La Corse est une île. L'insularité est à la fois un éloignement, un isolement, et une dépendance.

Eloignement : A l'exception de la période Paoliste où la Corse fut indépendante (1755-1768), la Corse a toujours été rattachée et dépendante d'un état continental : Pise, Gênes, France. Elle s'est alors trouvée éloignée des centres de pouvoir et de commandement, des lieux de décision. Cet éloignement est aussi économique : la distance, la nécessaire rupture de charge des transports, entraînent une hausse du côut des importations et des exportations, parfois renforcée par la législation (au XIXème siècle, les produits corses sont lourdement taxés à l'exportation, aggravant le sous-développement économique de l'île). La revendication de la "continuité territoriale" (subventionnement des transports maritimes pour aligner les tarifs des transports sur ceux des chemins de fer), posée dès avant la première guerre mondiale, ne sera satisfaite qu'en 1976.

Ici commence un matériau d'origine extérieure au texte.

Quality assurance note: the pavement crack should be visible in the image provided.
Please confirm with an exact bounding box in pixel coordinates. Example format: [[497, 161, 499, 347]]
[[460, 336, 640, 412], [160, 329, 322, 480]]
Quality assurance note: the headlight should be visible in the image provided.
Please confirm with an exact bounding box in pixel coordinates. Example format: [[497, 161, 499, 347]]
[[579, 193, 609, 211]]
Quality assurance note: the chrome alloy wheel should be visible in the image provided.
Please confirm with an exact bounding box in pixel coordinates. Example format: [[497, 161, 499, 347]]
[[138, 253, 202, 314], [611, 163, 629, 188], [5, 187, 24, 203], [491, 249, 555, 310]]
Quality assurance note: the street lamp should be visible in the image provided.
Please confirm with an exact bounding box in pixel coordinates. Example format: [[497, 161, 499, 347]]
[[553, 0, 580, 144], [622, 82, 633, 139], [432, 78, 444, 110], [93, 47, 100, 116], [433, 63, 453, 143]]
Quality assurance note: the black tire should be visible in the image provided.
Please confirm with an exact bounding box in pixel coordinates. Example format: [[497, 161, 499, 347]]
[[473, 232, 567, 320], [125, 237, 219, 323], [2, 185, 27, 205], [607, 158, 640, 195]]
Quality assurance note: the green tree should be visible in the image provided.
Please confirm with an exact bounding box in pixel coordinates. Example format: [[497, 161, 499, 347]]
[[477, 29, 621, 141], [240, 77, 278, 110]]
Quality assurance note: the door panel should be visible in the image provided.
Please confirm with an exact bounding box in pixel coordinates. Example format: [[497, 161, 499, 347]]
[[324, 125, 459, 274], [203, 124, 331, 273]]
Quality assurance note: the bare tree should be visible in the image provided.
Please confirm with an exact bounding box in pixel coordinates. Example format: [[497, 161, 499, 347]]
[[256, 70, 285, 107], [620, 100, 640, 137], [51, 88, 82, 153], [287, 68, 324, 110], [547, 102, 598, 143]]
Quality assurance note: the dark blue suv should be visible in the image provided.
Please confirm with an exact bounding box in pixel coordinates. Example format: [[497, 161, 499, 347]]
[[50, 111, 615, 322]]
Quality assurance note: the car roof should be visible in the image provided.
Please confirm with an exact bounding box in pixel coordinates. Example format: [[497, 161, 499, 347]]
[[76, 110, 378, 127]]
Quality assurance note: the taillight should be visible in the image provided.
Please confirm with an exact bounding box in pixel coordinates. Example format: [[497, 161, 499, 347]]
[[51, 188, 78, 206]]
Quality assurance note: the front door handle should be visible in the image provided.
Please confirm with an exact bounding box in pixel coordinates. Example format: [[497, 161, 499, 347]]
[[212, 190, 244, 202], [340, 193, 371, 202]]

Isolement : L'isolement est sensible à divers titres : que survienne une grève dans une compagnie de transports (comme les grèves très dures des marins de la SNCM) et la liaison Corse-continent peut être partiellement interrompue, malgré l'ouverture à la concurrence des liaisons maritimes et le développement des liaisons aériennes. Mais il s'inscrit surtout dans la longue durée et à travers différentes dimensions. L'isolement (ce mot a d'ailleurs la même étimologie que île) a favorisé l'émergence et la formation d'une langue et d'une culture corse spécifiques. L'isolement est aussi sensible à travers la relation à la mer : la Corse est à l'écart des grandes routes maritimes et n'a pas pu jouer, à l'instar de Malte ou Chypre, un rôle de plaque tournante des transports maritimes. De plus, pendant des siècles, la mer a d'abord représenté une menace : c'est de la mer que venaient les pirates, notamment d'Afrique du Nord, si bien que le littoral fut délaissé au profit de l'intérieur. Au XVIème siècle, les gênois ceinturèrent l'île d'une centaine de tours de guet et de défense, qui matérialisent dans le paysage le destin d'une île qui s'est développée dos à la mer. La situation de Sollacaro, cachée de la mer par une crête, est à cet égard significatif. Paradoxalement, le délaissement du littoral a créé les conditions d'un développement littoral actuel tout-à-fait spécifique, dans la mesure où c'est la préservation du littoral et l'existence de centaines de km de côtes sauvages qui constituent l'un des atouts touristiques majeurs de la Corse du XXIème siècle. Mais cette ouverture au tourisme majoritairement balnéaire remet en cause les équilibres écologiques, économiques ... C'est un des défis auquels la Corse doit faire face.

Dépendance :   la dépendance est économique, sociale, politique. Economique : les revenus de l'île sont en grande partie tirés du tourisme, des salaires et retraites de la fonction publique ... Sociale : l'importance historique des emplois publics, dans un contexte où les pouvoirs publics métropolitains avaient choisi de s'appuyer sur les notables locaux pour contrôler l'île, a favorisé le développement du clientélisme et de structures de type clanique, notamment sur la base du marché "une voix (en fait, les voix de toutes la famille) / un emploi" ... Dénoncé et contesté par tous les courants politiques de l'île, ce travers est-il encore important aujourd'hui ? Politique : dépendant du pouvoir central pour la manne des emplois publics et des subventions, la Corse est marquée, dans son histoire, par une remarquable tradition de légitimité.

Mais la mer est aussi, aujourd'hui, une ressource : un produit touristique. Avec 1000 km de littoral, 300 km de plages, la Corse bénéficie d'une ressource touristqiue d'autant plus exceptionnelle que le littoral est encore en grande partie intact et sauvage. Entre protection du littoral et developpement touristique, le devenir des côtes corses est en question.